Achten Sie als Jurymitglied eigentlich vor allem auf die Regie, oder haben Sie sich andere Kriterien überlegt?

Ich gehe ganz unbefangen ran. Ich habe aber innerlich einen Anspruch und kann mich nicht in Filmen wiederfinden, wo ganz klar ist, dass die sich im Konzept schon mit zig Produzenten geeinigt haben. Ich betrachte das nicht von meinem Regiefach aus, sondern aus meinem eigenen Bedürfnis und meiner eigenen Lust heraus. Ich möchte eher überfordert werden, dass es mich packt und ich weiß nicht warum.

Sie arbeiten gerne – in ihren Film- wie in Ihren Theaterkunstarbeiten – mit Amateuren zusammen, erweitern auch gerne den Spielraum und sind damals zum Beispiel nach Kassel auf die documenta gegangen, wo Sie Ihr Publikum auch miteinbeziehen. Ist für Sie jeder Mensch ein Künstler, wie Joseph Beuys mal gesagt hat?

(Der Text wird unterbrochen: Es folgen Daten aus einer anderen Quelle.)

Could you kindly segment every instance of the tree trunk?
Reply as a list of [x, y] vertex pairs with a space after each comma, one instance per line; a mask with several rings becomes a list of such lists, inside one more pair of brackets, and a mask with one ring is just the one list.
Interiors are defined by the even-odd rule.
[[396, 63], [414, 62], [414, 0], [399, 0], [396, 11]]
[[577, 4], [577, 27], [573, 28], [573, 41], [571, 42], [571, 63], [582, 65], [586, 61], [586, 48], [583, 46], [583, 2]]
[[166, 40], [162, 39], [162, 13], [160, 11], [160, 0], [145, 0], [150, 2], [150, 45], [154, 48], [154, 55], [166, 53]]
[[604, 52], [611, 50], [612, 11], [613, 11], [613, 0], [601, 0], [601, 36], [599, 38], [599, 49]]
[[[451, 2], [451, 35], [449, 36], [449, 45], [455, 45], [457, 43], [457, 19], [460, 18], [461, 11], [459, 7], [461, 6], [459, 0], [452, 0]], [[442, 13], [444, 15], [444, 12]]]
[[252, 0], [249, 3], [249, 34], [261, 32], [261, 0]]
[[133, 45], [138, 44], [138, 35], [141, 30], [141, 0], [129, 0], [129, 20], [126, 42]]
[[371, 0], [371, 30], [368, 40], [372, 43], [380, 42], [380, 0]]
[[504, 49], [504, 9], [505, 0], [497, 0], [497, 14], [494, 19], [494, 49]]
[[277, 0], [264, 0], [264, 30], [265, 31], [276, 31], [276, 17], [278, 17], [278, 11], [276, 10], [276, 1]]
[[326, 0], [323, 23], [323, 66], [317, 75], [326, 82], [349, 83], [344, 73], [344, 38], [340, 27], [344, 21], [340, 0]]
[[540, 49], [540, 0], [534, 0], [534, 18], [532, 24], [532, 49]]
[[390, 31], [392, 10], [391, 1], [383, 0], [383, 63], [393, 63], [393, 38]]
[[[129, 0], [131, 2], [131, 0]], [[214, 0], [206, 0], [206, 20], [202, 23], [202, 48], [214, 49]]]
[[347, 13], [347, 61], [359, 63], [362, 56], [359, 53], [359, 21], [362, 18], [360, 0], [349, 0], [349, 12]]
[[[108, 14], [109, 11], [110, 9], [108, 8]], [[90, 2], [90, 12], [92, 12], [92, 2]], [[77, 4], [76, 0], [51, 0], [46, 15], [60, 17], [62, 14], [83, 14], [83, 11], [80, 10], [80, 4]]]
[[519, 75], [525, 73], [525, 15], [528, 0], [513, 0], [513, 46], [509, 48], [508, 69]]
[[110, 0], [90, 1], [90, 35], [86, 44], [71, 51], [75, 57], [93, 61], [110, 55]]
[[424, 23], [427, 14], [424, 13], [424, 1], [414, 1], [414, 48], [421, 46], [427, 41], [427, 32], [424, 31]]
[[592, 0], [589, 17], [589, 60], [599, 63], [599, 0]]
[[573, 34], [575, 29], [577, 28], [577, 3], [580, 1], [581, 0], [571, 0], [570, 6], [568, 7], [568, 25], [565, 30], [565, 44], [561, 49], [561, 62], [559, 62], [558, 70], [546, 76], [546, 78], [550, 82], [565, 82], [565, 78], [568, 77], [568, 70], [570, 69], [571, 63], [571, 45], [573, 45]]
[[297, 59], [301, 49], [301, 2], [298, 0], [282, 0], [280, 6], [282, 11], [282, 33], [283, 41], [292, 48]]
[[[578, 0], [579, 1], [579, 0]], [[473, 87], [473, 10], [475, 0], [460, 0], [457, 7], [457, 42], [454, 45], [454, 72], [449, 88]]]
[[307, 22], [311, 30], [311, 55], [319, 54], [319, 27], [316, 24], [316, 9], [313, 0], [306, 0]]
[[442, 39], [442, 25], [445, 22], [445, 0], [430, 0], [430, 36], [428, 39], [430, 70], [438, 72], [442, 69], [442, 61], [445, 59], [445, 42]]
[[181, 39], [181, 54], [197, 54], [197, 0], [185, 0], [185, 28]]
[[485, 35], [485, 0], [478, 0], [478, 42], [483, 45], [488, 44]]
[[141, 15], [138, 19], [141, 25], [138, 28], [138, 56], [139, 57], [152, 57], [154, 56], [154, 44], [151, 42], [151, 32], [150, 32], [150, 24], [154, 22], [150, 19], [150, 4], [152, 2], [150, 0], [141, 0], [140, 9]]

Ich arbeite gerne mit Individuen. Aber das mit dem Künstler ist ein Missverständnis, da sind ja auch Beuys’ Jünger auf dem Trip stecken geblieben, dass sie jetzt alle Künstler werden müssen. Die Jünger von Beuys haben ihn eigentlich platt gemacht. Der Gedanke ist ja an sich nicht falsch, aber ich habe dabei einfach nur die ganz praktische Methode für mich entwickelt, dass ich gerne mit Leuten arbeite, die pur sind und die in ein Bild kommen, das dann in dem Moment einfach ihr Bild ist. Da stehen sie dann und treffen jemand anderes, und das ist dann auch sein Bild. Dann haben sie schon mal damit zu kämpfen, weil sie ja eigentlich gerne alleine ihr Bild darstellen. Das ist dann sehr produktiv. Diese Leute, die alles darstellen können, diese ganzen Fernsehköpfe, das fängt ja jetzt auch an, absurd zu werden. Da ist dann der Kommissar im einen Sender, der im andern Film gerade verfolgt wird als Täter. Das ist alles eine Mehrfachbelichtung. Wir sehen eigentlich einen einzigen großer Film, tun aber so, als wären es mehrere Folgen in verschiedenen Sendern.
Was wir damals auf der documenta 1997 gemacht haben, in „48 Stunden Überleben für Deutschland“, ist, dass die Zuschauer am Ende zu Darstellern wurden, obwohl sie’s gar nicht wollten. Da war eine Gruppe von Japanern, denen wir immer zugerufen haben, gleich käme Helmut Berger, gleich geht’s los, er ist schon am Bahnhof angekommen… So haben wir die viereinhalb Stunden festgehalten, nur mit dieser Tatsache, dass bald Helmut Berger kommt. Und wenn sie dann gehen wollten, oder sich irgendwo hingesetzt haben, dann haben wir wieder gerufen: jetzt ist es soweit, dann kam Musik, die sind wieder aufgestanden und haben weiter gewartet. Im Fernsehen wird so was in 30 Sekunden als Gag abgehandelt, das war aber ein Prozess von vier, fünf Stunden, wo die noch ganz was anderes erlebt haben.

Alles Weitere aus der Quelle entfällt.